SUMMARY: How to force fsck?

From: Mike van der Velden (mvanderv@yahoo.com)
Date: Thu Dec 23 1999 - 16:38:01 CST


Hello,

Last week I asked how to force the system to require an
interactive fsck at the next reboot, as part of a break/fix
hardware test for prospective sysadmins. (Full text of
original message is at the end).

In the end, mgmt decided that the test would not be
necessary (whew), so I am now able to offer you this
summary. It should be noted that I did not try any
of these suggestions, as the test was cancelled.

My thanks to the following people for their speedy replies.

   Kris (Unixboy)
   Darren Dunham
   Kevin Sheehan {Consulting Poster Child}
   Michael Stapleton
   Seferino Gardner
   Rich Jankowski
   Thad MacMillan
   Dan Lowe
   Dan Lorenzini
   Annette Lee
   Jerry Lu
   Gary Jenson
   David B. Harrington
   Dan Brown
   Toby A. Rider
   Brett Lymn
   Ian MacPhedran

   
Here are some of the utilities mentioned that can be used to
corrupt a filesystem
   fsdb(1M)
   unlink(1M)
   clri(1M)
   dd(1M)

   
Here are their suggestions and comments:

 1. You can destroy the primary superblock on a partion then run
    "fsck" to restore it from a backup superblock (block 32 is
    the traditional first choice):

      i. newfs /dev/rdsk/c?t?d?s? (create a new file system on a
         slice if you don't wanna use an existing partition)
     ii. fsck /dev/rdsk/c?t?d?s?
    iii. dd if=/kernel/genunix of=/dev/rdsk/c?t?d?s? count=32 bs=512

         (destroy the primary superblock on this partition)
     iv. fsck /dev/rdsk/c?t?d?s? (you'll see error now)
      v. fsck -o b=32 /dev/rdsk/c?t?d?s?
        (repair the superblock from block 32)

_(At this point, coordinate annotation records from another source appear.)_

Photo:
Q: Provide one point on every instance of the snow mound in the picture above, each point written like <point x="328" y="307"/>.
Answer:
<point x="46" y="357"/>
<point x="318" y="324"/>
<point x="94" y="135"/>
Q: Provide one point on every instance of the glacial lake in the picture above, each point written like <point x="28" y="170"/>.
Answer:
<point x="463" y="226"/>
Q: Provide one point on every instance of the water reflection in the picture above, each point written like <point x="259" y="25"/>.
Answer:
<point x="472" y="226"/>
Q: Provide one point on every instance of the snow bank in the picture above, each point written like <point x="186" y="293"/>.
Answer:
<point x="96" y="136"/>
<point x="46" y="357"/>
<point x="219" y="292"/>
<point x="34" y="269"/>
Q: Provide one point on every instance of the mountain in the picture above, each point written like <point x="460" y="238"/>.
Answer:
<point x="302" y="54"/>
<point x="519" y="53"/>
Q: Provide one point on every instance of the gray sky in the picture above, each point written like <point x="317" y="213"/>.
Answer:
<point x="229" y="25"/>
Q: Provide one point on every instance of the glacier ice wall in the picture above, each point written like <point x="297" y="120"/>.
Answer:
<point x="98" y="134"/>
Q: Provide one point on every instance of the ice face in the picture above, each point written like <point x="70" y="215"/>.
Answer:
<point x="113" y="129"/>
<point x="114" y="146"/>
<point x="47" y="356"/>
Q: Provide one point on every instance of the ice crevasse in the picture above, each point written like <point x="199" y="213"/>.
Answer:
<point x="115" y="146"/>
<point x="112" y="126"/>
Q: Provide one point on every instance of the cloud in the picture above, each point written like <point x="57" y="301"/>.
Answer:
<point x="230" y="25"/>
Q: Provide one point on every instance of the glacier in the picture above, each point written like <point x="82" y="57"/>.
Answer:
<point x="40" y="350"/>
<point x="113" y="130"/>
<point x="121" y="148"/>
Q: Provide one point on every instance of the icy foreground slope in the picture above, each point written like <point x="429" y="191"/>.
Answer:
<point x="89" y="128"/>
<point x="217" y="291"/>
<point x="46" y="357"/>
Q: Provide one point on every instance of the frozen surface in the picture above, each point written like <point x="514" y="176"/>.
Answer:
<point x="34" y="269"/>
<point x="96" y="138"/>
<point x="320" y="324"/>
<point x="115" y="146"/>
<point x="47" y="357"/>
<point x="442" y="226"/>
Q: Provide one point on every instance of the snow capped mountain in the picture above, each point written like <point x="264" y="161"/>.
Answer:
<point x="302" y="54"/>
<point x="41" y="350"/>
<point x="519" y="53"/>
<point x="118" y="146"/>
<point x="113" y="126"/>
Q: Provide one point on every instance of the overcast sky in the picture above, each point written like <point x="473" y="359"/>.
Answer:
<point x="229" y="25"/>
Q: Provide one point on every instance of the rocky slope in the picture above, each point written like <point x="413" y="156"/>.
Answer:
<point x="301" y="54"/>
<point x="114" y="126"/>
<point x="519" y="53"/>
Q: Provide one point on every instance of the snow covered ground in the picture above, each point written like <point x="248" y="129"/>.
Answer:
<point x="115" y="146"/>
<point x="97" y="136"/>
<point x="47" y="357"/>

    If you reboot the machine right after step iv, you can force
    the fsck to run.

 2. Just change the reference to your raw device in the
    /etc/vfstab. This will cause the fsck to fail, as the device
    won't exist and this will drop you to the shell level. This
    is a much safer method than intentionally corrupting a
    filesystem. Who ever you interview will have to figure out
    the correct device and eventually fsck the correct one. Good
    way to test a junior person on fsck, format and basic file
    system principles.
   
 3. To do it in a repeatable way, look at fsdb(1M) and try your
    hand at manually manipulating the filesystem. Great
    opportunity, when you actually *want* to mess up the FS!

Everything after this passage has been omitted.